= Section 295A of the Indian Penal Code =

Indian hate speech and blasphemy law

Section 295A of the Indian Penal Code, 1860 or Section 299 of the Bharatiya Nyaya Sanhita, 2023 lays down the punishment for the deliberate and malicious acts, that are intended to outrage religious feelings of any class by insulting its religion or religious beliefs. It is one of the hate speech laws in India. This law prohibits blasphemy against all religions in India.

Section 295A is a cognisable, non-bailable, and non-compoundable offence. Legal experts consider Section 295A a controversial provision. They believe that there are good legal arguments for the court to revisit and consider overruling the constitution bench judgement in Ramji Lal Modi v. State of UP.

==History==
Section 295A of the Indian Penal Code (IPC) was enacted in 1927 by the British Parliament.

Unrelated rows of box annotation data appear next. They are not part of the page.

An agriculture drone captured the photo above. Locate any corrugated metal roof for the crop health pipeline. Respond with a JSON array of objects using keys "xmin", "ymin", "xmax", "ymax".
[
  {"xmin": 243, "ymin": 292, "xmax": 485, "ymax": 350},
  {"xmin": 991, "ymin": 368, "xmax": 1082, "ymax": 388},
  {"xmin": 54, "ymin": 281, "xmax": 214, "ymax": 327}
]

A book, Rangila Rasul, was published in 1924. The book concerned the marriages and sex life of Muhammad. On the basis of a complaint, the publisher was arrested but later acquitted in April 1929 because there was no law against insult to religion. The publisher was murdered in Court by Ilm-ud-din. As a result, Ilm-ud-din was honored with the honorifics 'Ghazi' and 'Shaheed'. As the book did not cause enmity or hatred between different religious communities, it didn't violate Section 153A (promoting enmity between different groups). The Indian Muslim community demanded a law against insult to religious feelings. Hence, the British Government enacted Section 295A. The Select Committee before enactment of the law, stated in its report that the purpose was to punish persons who indulge in wanton vilification or attacks upon other religions or their religious figures. It however added that a writer might insult a religion to facilitate social reform by grabbing attention. Therefore, it recommended that the words with deliberate and malicious intention be inserted in the Section.

==Text==

Deliberate and malicious acts, intended to outrage religious feelings or any class by insulting its religion or religious beliefs – Whoever, with deliberate and malicious intention of outraging the religious feelings of any class of citizens of India, by words, either spoken or written, or by signs or by visible representations or otherwise, insults or attempts to insult the religion or the religious beliefs of that class, shall be punished with imprisonment of either description for a term which may extend to three years, or with fine, or with both.

== See also ==
- Blasphemy
- Desecration
- Sacrilege

==Notable cases==
- In 2022, Nupur Sharma, a spokeswoman of India's ruling party, Bharatiya Janata Party (BJP), made "controversial remarks" about the Islamic prophet Muhammad, on a Times Now debate on the Gyanvapi Mosque dispute. This led to the 2022 Muhammad remarks controversy after which she was booked under Section 295A, 153, 153A but not arrested.
- In July 2022, Alt News, an Indian fact checking site's co-founder Mohammed Zubair was arrested by Delhi Police for allegedly "hurting religious sentiments". The charges under IPC section 295A and section 67 of the IT Act were pressed for a satirical tweet he made in 2018, in which he shared an unedited screenshot from a 1983 Indian comedy film Kissi Se Na Kehna by Hrishikesh Mukherjee.